OUTGOING President Edgar Lungu’s friend Valden Findlay says the Drug Enforcement Commission (DRC) has not told him why his accounts have been frozen.

Meanwhile, Transparency International Zambia (TI-Z) says it is happy that law enforcement agencies like the DEC are being alert and acting on anything suspicious.

In a brief interview, Findlay lamented that he was disturbed by this.

“There is no reason, I have not been given a reason. How would you feel? I am just disturbed that’s all,” said Findlay.

Impeccable sources told News Diggers that Findlay was in the process of transferring over K10 million to some offshore accounts when the Drug Enforcement Commission moved in.

“The bank received some instruction to transfer some money to offshore accounts. He wanted some money to be moved out, a lot of money, over K10 million. But before that could be done, there were some orders from DEC that the account be frozen. So as we speak, all accounts for Mr Findlay have been frozen,” said the source.

“On the question of arrest, he has not been arrested at this stage because this is just an investigation. The purpose of the seizure order on an account is simply to allow a smooth investigation, and this is done when the money in question is believed to be linked to any form of suspected crime. When a crime has been established, that is when an arrest is made and a charge will be slapped on him.”

Commenting on these revelations in an interview, TI-Z president Sampa Kalungu said institutions like DEC and the Anti-Corruption Commission were expected to be always alert.

“If there is any movement that is suspicious and DEC is acting to that aspect, then we are pleased. We are happy as TIZ that they are being alert of anything that can be suspicious and they want to take action so that they have a chance to interrogate whatever is happening, to assess whether it is illegal or a legal transaction. Institutions such as DEC and the Anti-Corruption Commission should ever be on alert and deal with anything that is emerging in terms of being reported or being discovered as being suspicious. Situations like this should not start alarming the nation or making the nation excited because this is part of their job and this is what we expect them to do,” Kalungu said.

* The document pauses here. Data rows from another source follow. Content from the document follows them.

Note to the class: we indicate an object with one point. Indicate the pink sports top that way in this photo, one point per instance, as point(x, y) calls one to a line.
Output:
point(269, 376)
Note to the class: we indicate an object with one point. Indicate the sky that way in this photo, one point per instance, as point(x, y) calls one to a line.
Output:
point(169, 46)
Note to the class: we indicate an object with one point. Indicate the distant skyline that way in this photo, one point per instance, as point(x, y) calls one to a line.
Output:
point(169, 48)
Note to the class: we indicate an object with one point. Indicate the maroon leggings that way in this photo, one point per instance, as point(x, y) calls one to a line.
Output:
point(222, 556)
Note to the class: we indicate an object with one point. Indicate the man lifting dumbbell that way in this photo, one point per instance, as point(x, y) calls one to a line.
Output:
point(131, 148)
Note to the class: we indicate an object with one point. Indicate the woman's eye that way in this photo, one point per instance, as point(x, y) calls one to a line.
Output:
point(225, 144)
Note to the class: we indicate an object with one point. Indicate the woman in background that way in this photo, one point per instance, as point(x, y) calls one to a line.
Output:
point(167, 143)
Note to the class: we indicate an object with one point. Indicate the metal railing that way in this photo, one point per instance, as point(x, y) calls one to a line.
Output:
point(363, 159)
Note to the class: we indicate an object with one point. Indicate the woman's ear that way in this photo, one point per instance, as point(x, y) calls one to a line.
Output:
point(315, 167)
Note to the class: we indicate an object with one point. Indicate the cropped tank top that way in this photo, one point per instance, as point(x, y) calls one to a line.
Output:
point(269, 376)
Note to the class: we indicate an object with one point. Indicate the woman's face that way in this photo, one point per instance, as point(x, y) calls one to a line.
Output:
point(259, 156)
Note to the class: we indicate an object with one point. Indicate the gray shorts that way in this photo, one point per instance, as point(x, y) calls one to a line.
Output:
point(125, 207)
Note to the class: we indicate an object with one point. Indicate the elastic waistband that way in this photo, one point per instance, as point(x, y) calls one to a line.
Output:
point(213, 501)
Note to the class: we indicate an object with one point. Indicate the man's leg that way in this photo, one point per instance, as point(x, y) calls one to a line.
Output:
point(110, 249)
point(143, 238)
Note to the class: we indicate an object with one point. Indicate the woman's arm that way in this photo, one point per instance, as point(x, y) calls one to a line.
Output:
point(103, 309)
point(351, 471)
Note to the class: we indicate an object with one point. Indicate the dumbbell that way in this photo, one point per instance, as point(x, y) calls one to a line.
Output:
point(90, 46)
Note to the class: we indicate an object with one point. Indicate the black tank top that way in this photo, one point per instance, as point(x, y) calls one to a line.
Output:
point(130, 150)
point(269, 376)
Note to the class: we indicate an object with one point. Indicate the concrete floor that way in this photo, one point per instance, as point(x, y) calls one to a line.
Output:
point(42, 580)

He reiterated the need for law enforcement agencies to be given enough resources and the independence to act within their mandates.

“What comes out as a problem is where we see for some time they don’t do anything and all of a sudden when some situations change, then they start running up and down. To this effect we are saying, when the new government comes in, they should give these law enforcement agencies enough resources. They should give them enough political will and enough power to act, not at the call by the President or minister, but to always be called to duty by their own mandate and by their own roles as impacted by them by their own act, by the law,” Kalungu said.

“What we expect is that the incoming President should give a lot of political will, leeway and independence for all the law enforcement agencies to act within their own mandate. They don’t need to wait for instructions from the President. The fight against corruption as we go forward, we don’t want it to be seen as a retributive or vindictive kind of corruption, that will be short-lived. We want something that will be based on law, fairness and justice. If I erred, it does not matter when I erred, I should be taken to account for that.”

Kalungu said corruption should be fought in a manner that was sustainable.

“The only caution we are giving is that we should have an approach towards fighting corruption in a manner that is sustainable, a manner that will provide a lot of confidence in the people that we are fighting corruption, we are not persecuting people. We will support any efforts by the new government as they fight corruption. No one should be sacrificed or favoured,” said Kalungu.